Stroke induces enlarged ventricles and grey matter atrophy in SHRs, as measured by MRI at 12-weeks post-stroke. (A) Representative images for diffusion weighted MRI, week 12 post-stroke. White indicates areas with high water content. (B) Ischemic tissue as % of the volume of the contralesional hemisphere (P > 0.05, t-test) (n = 6–12 per group). (b) Total volume of lateral ventricles as % of total brain volume, with SHR showing significant bilateral enlargement of lateral ventricles (P for strain < 0.01, 2-way ANOVA). (D) Volume of the ipsilesional ventricle as % of the contralesional ventricle, with significant enlargement for stroked animals in both strains. (P for surgery < 0.001, 2-way ANOVA). (E) Total volume of the ipsilesional hemisphere as % of total brain volume, decreased for stroked animals in both strains. (P for surgery < 0.001, 2-way ANOVA). (a,b,c: Tukey post-hoc multiple comparisons, pairs of means with different letters are significantly different).

Figure 5

Stroke induces neuronal apoptosis in the ischemic border zone region of brain tissue, which is exacerbated by hypertension. (A) Representative image of the positions from which the TUNEL and IBA1 images were taken. The polygon outline represents the ischemic tissue, the squares represent fields for quantitation. (DAPI) (B) SHRs displayed a significant increase in apoptosis (P < 0.05, 2-way ANOVA) compared to normotensive animals.

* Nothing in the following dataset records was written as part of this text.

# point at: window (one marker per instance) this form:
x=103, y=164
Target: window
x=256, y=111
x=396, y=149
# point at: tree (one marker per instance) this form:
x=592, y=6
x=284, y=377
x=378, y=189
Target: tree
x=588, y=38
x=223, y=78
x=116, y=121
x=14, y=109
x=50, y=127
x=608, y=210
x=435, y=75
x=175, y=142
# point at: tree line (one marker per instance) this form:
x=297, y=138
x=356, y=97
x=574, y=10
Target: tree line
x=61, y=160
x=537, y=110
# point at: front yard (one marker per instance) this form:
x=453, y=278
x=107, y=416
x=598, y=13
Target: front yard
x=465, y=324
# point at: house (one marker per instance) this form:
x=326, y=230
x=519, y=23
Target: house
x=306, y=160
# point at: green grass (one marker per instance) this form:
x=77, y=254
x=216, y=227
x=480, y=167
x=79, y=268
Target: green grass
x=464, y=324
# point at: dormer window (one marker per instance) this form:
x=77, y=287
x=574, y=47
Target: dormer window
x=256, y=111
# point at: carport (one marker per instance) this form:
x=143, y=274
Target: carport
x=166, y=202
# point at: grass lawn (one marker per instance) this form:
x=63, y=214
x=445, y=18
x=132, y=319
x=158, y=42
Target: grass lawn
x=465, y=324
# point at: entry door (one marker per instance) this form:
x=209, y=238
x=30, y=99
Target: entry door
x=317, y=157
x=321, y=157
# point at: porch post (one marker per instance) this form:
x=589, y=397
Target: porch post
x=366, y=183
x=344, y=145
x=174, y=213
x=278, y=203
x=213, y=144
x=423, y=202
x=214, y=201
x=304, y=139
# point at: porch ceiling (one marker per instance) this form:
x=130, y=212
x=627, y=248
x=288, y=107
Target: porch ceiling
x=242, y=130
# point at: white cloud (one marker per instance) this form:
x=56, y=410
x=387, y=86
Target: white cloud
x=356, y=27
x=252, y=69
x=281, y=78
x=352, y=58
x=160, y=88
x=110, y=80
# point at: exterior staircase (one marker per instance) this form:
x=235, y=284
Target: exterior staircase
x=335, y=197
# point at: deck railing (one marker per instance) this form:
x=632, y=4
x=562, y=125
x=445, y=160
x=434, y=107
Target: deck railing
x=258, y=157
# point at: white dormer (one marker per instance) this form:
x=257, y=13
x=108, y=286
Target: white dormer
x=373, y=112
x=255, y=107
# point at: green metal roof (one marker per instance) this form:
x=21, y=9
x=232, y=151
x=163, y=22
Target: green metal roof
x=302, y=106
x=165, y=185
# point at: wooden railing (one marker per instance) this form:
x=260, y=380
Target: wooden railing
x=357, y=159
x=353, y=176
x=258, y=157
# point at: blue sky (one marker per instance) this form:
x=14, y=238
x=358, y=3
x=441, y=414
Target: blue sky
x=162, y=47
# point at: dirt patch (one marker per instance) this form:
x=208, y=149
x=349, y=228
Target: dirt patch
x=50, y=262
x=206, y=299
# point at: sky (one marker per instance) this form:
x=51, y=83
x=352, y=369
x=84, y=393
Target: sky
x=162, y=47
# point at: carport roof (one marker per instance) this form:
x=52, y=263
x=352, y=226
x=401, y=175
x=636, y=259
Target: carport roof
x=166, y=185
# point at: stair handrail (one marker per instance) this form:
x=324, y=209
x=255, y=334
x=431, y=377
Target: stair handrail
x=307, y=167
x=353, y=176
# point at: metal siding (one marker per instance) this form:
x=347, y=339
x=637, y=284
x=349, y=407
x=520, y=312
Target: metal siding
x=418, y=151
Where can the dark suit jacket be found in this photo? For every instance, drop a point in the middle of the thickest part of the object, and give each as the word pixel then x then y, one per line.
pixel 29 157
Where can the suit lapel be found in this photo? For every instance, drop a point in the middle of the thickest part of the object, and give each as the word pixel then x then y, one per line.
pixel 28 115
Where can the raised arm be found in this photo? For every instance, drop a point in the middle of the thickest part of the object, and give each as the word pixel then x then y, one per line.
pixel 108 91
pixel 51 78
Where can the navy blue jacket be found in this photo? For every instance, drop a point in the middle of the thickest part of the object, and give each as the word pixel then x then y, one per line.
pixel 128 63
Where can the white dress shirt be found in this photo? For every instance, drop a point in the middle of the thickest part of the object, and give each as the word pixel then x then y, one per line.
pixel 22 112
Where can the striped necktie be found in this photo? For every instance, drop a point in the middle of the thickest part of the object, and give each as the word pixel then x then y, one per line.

Stroked animals displayed a significant increase in apoptosis (P < 0.01, 2-way ANOVA) compared to Sham animals. (n = 4–8 per group). (C) Stroked animals displayed a significant increase in IBA1 staining compared to shams (P < 0.001, 2-way ANOVA) (n = 4–8 per group). (a,b: Tukey post-hoc multiple comparisons, pairs of means with different letters are significantly different.) (D) Representative images from TUNEL staining. (E) Representative images from IBA1 staining (false color).

Figure 6

SHRs display increases in markers of neuronal damage following stroke that are not increased in normotensive animals. (A) Representative image for Western blot data. (B) Stroked SHR show increase in HMGB1 (p (interaction) < 0.05, 2-way ANOVA). (n = 4–8, per group). (C) and (D) Stroked SHRs show increase in activated MMP9 (p (interaction) < 0.01 for upper band and < 0.001 for lower band, 2-way ANOVA). Stroked SHRs show an increase of activated MMP9 (p < 0.05 for upper band and < 0.01 for lower band, Bonferroni post-hoc test) (n = 4–8, per group). (E) SHR show increase in full-length PARP1 after stroke (p (interaction) < 0.01, 2-way ANOVA). Stroked SHR show an increase of PARP1 compared to stroked Wistars (p < 0.05, Bonferroni post-hoc test) (n = 4–8, per group). (a,b: Tukey post-hoc multiple comparisons, pairs of means with different letters are significantly different).

Figure 7

Stroke induces long term neurodegeneration in hypertensive animals. Ischemic stroke causes a marked inflammation in stroked animals. In hypertensive animals, which already suffer from an increase in ROS production, the ischemic insult and the oxidative stress result in chronic increase in DNA damage and neuronal cell death, marked with an increase in PARP1 and HMGB1. PARP1 increase induces the transcription of MMP9, which triggers apoptosis. The result of these processes is chronic neuronal loss in the form of grey matter atrophy.